Ohio Union Household Survey Results
RE: Ohio Union Household Survey Results
From: Coalition to Protect American Workers (CPAW)
Survey Conducted: March 9-11, 2026
EXECUTIVE SUMMARY
New polling of Ohio union household members confirms what our Michigan data first revealed: this is not a partisan fight, it's a fairness fight. And in a state like Ohio, where union membership runs deep and electoral margins are everything, these findings lay out a clear roadmap. Union household voters in Ohio draw a sharp distinction between unions that deliver for workers and union leadership that games the system for itself.
The bottom line: Ohio union households are persuadable, and support for a labor reform agenda is the terrain on which that persuasion happens.
KEY FINDINGS: UNION HOUSEHOLD VOTERS SUPPORT CANDIDATES WHO BACK LABOR REFORM
Voters are proud of the American labor system and they reject the tactics that undermine it.
The Ohio data reveals the same foundational paradox that our Michigan polling uncovered. Union household members are confident in the strength of the American labor system — 83% say American workers have more freedoms than workers anywhere else in the world, and a commanding 81% believe America empowers workers to form unions, negotiate with employers, and take action to improve working conditions. These are not disaffected voters. They believe in the system.
And precisely because they believe in it, they oppose the tactics that corrupt it. A decisive 60% of Ohio union households want Congress to overturn policies that allow union leaders to pressure workers into voting without a secret ballot.
Similarly, 61% want to overturn the ability of union bosses to stall scheduled elections if they know they are about to lose.

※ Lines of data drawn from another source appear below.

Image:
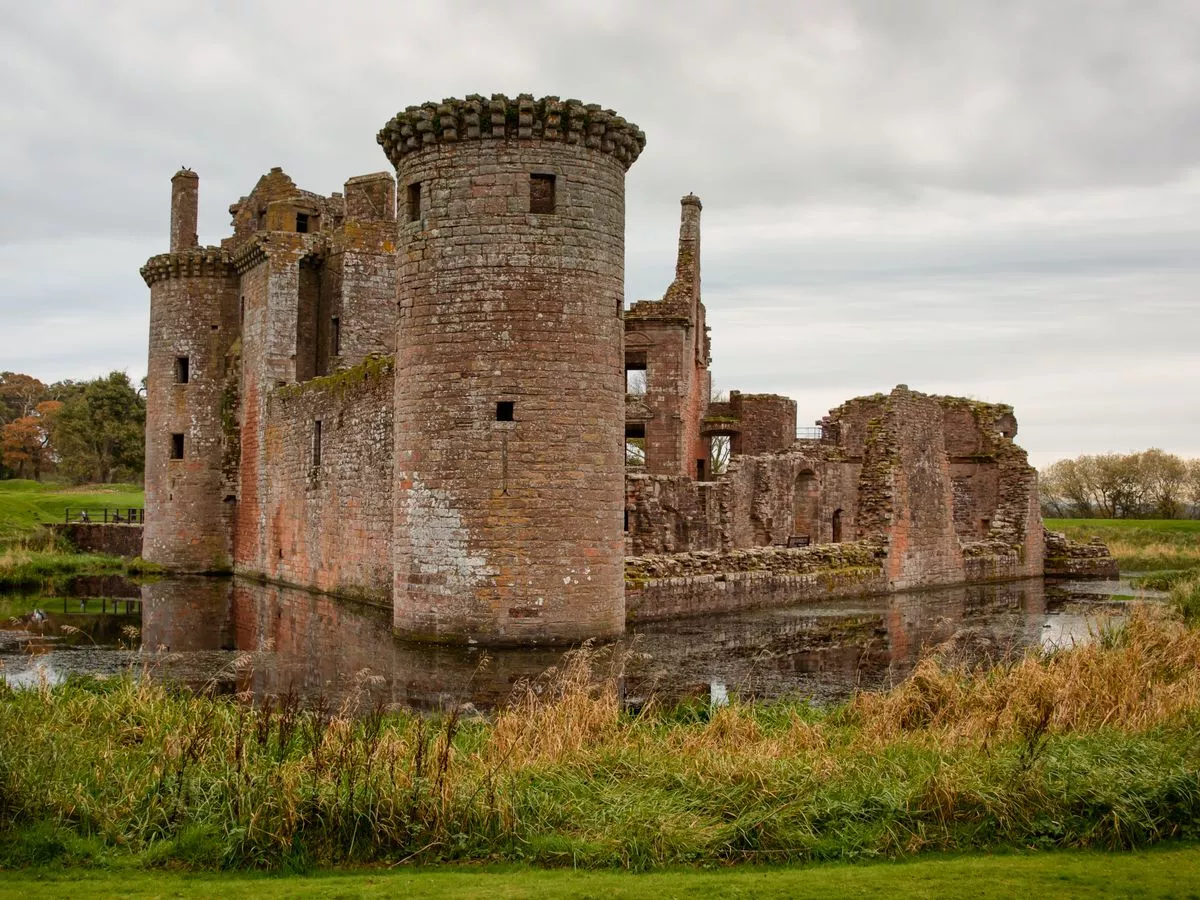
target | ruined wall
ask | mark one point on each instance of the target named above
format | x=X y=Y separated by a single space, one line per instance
x=703 y=582
x=363 y=252
x=671 y=339
x=943 y=485
x=510 y=390
x=766 y=423
x=759 y=501
x=120 y=540
x=192 y=318
x=328 y=502
x=936 y=480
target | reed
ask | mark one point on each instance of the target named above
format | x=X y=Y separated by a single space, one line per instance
x=1095 y=747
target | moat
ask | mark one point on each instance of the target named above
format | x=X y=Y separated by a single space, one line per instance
x=239 y=636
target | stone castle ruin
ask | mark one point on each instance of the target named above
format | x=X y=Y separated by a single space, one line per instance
x=413 y=393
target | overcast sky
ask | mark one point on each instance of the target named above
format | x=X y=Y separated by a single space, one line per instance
x=999 y=199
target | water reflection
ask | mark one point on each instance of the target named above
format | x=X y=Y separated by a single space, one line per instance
x=234 y=635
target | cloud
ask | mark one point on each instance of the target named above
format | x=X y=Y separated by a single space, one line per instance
x=1000 y=199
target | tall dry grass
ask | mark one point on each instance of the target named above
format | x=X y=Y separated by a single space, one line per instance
x=1091 y=747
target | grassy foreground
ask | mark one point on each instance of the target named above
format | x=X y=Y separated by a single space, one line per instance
x=1140 y=544
x=1097 y=747
x=1170 y=871
x=27 y=504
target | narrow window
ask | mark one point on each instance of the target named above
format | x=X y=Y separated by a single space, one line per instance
x=414 y=202
x=541 y=193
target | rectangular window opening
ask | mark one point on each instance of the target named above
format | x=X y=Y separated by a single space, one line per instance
x=541 y=193
x=414 y=202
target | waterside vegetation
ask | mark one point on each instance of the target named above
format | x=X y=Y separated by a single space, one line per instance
x=1097 y=747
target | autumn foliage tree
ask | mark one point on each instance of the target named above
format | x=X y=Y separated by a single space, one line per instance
x=100 y=431
x=88 y=431
x=25 y=442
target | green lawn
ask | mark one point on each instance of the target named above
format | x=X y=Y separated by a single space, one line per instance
x=1140 y=544
x=25 y=504
x=1163 y=873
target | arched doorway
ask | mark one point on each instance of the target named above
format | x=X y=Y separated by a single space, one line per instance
x=804 y=505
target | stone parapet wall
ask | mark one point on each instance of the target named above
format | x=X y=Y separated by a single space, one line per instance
x=778 y=561
x=328 y=522
x=119 y=540
x=712 y=594
x=522 y=118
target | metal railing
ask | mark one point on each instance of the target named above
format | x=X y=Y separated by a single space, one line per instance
x=105 y=515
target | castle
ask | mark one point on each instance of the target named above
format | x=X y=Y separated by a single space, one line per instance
x=420 y=401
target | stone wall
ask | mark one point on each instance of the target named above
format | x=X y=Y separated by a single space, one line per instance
x=120 y=540
x=713 y=594
x=1074 y=559
x=510 y=393
x=759 y=501
x=193 y=300
x=328 y=503
x=766 y=423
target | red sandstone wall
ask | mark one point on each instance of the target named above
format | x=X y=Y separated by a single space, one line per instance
x=329 y=525
x=509 y=532
x=766 y=423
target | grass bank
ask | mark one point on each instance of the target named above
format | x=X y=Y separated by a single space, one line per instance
x=48 y=568
x=27 y=504
x=1140 y=544
x=1170 y=871
x=1097 y=747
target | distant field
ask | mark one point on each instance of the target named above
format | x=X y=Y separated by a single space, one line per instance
x=25 y=504
x=1140 y=544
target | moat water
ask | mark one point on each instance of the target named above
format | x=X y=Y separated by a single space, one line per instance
x=244 y=637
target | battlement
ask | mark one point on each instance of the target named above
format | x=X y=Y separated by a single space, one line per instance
x=186 y=264
x=522 y=118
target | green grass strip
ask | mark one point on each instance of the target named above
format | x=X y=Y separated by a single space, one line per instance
x=1162 y=873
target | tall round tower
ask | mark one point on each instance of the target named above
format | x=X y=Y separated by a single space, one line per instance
x=193 y=295
x=509 y=369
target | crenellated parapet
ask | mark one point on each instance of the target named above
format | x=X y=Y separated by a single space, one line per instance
x=522 y=118
x=204 y=262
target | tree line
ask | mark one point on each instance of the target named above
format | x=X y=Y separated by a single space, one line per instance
x=81 y=431
x=1151 y=484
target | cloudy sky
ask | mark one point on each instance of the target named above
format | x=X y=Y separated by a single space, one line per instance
x=993 y=198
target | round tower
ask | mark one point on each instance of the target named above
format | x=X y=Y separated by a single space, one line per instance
x=193 y=294
x=510 y=381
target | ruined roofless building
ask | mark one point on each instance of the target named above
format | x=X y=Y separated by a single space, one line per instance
x=412 y=393
x=477 y=481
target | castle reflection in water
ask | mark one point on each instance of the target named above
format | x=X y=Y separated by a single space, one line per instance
x=235 y=635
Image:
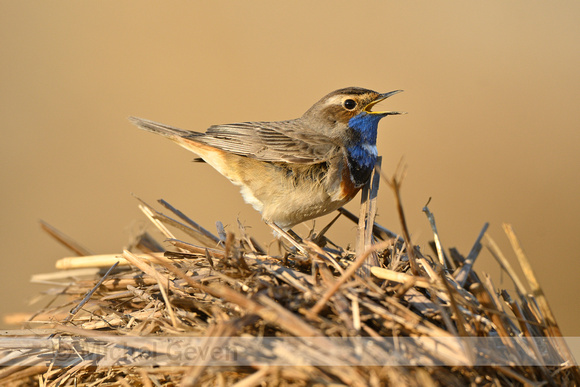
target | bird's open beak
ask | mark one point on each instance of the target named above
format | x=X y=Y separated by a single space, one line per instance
x=380 y=98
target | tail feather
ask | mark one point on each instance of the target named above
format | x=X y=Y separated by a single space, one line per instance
x=164 y=130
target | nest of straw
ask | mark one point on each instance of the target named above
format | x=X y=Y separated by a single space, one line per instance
x=221 y=287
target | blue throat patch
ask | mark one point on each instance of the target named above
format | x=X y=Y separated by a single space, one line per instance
x=360 y=159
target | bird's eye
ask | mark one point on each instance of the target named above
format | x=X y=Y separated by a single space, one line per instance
x=350 y=104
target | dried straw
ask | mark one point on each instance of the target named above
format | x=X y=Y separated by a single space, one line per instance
x=224 y=287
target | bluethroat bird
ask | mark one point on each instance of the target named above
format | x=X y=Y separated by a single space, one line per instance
x=295 y=170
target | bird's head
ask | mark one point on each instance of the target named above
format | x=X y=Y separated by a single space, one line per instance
x=347 y=113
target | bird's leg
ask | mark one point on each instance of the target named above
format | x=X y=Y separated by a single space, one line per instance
x=290 y=238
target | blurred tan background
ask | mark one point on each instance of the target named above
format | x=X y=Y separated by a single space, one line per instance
x=492 y=135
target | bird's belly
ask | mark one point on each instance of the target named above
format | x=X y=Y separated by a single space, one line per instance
x=290 y=194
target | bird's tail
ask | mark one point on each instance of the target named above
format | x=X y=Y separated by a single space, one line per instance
x=164 y=130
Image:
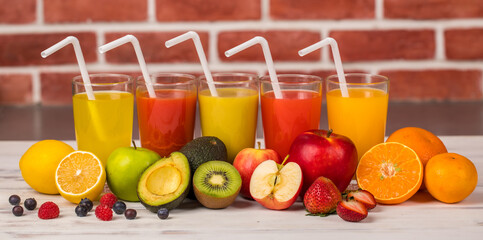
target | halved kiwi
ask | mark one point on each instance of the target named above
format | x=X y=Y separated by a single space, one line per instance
x=216 y=184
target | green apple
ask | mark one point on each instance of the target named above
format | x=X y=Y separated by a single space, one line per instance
x=124 y=168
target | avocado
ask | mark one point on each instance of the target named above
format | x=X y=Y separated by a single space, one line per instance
x=201 y=150
x=166 y=183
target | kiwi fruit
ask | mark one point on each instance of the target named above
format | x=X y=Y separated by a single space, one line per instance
x=216 y=184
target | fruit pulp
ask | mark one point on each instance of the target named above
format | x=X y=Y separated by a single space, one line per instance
x=232 y=117
x=103 y=124
x=360 y=117
x=166 y=123
x=284 y=119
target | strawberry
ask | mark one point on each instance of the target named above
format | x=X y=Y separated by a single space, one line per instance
x=321 y=198
x=351 y=210
x=364 y=197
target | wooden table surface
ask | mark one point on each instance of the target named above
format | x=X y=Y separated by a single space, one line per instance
x=421 y=217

This result is consistent across ideological lines - 64% of Moderates, 56% of Very Conservatives, and 53% of Very Liberals all agree: election-stalling is indefensible.
Voters draw a hard line at manipulation, coercion, and procedural gamesmanship.
DEMOCRATS AND INDEPENDENTS SUPPORT REFORMS
The CPAW reform agenda has genuine bipartisan appeal in Ohio, arguably even stronger than what we saw in Michigan. On the question of overturning the ability of union leaders to pressure workers into voting without a secret ballot, 60% of Democrats support overturning this provision. On election-stalling, 58% of Democrats and 61% of Republicans agree it should go.
The cross-partisan picture is equally striking on the broader question of partisan influence in labor policy: 73% of Democrats, 80% of Republicans, and 55% of Independents say labor policy should be free of partisan influence. Union households in Ohio are telling us in plain terms that they want their labor system run on fairness, not politics.
OHIO RACES ARE COMPETITIVE AND MOVEABLE
The 2026 Ohio Senate race between Sherrod Brown and Jon Husted is a battleground, and our union household data show it: Husted leads Brown 48% to 42% among union households, a striking finding in a constituency that has historically been reliable Democratic territory. The gubernatorial race tells the same story: Vivek Ramaswamy leads Amy Acton 48% to 41% among union households.
These numbers reflect a fundamental realignment underway in Ohio. Union household voters gave Trump 56% of their 2024 vote, and he maintains a +9 net approval in this sample today. Republicans lead the generic congressional ballot 51% to 38% among union households. Ohio is not leaning, it's moving.
On the pro-union congressional candidate question, 45% of Ohio union households say they would be more likely to support a candidate who backs labor policies that give more power to union leaders, but a critical 39% say less likely, and 16% are genuinely unsure. That unsure 16% is the moveable middle that decides close races, and it is persuadable.
Our data suggest that candidates who speak directly to Ohio union households about leadership overreach, about the right to a secret ballot, about fair elections, about keeping politics out of labor policy, can carve into a constituency the left has taken for granted and the right has written off.
CONCLUSION: VOTES ARE UP FOR GRABS
Ohio's union households have sent an unmistakable signal. They are not looking for candidates who will rubber-stamp whatever their union leadership demands. They are looking for candidates who will stand up for the principles that make the American labor system worth defending in the first place: fair elections, protected ballots, and a workplace free from coercion.
Ohio is already moving, and the CPAW reform agenda is perfectly positioned to capitalize on it.
There is a lane here. It runs directly through the kitchen tables of union families who want their voice back. Candidates willing to make that case plainly, forcefully, and without apology will find a ready audience in Ohio. The reform message does not ask these voters to abandon their unions. It asks them to demand better from the people who run them.
METHODOLOGY
A survey of N = 500 Union Household Members in Ohio, with +/- 4.4% MoE, conducted between March 9 – 11, 2026.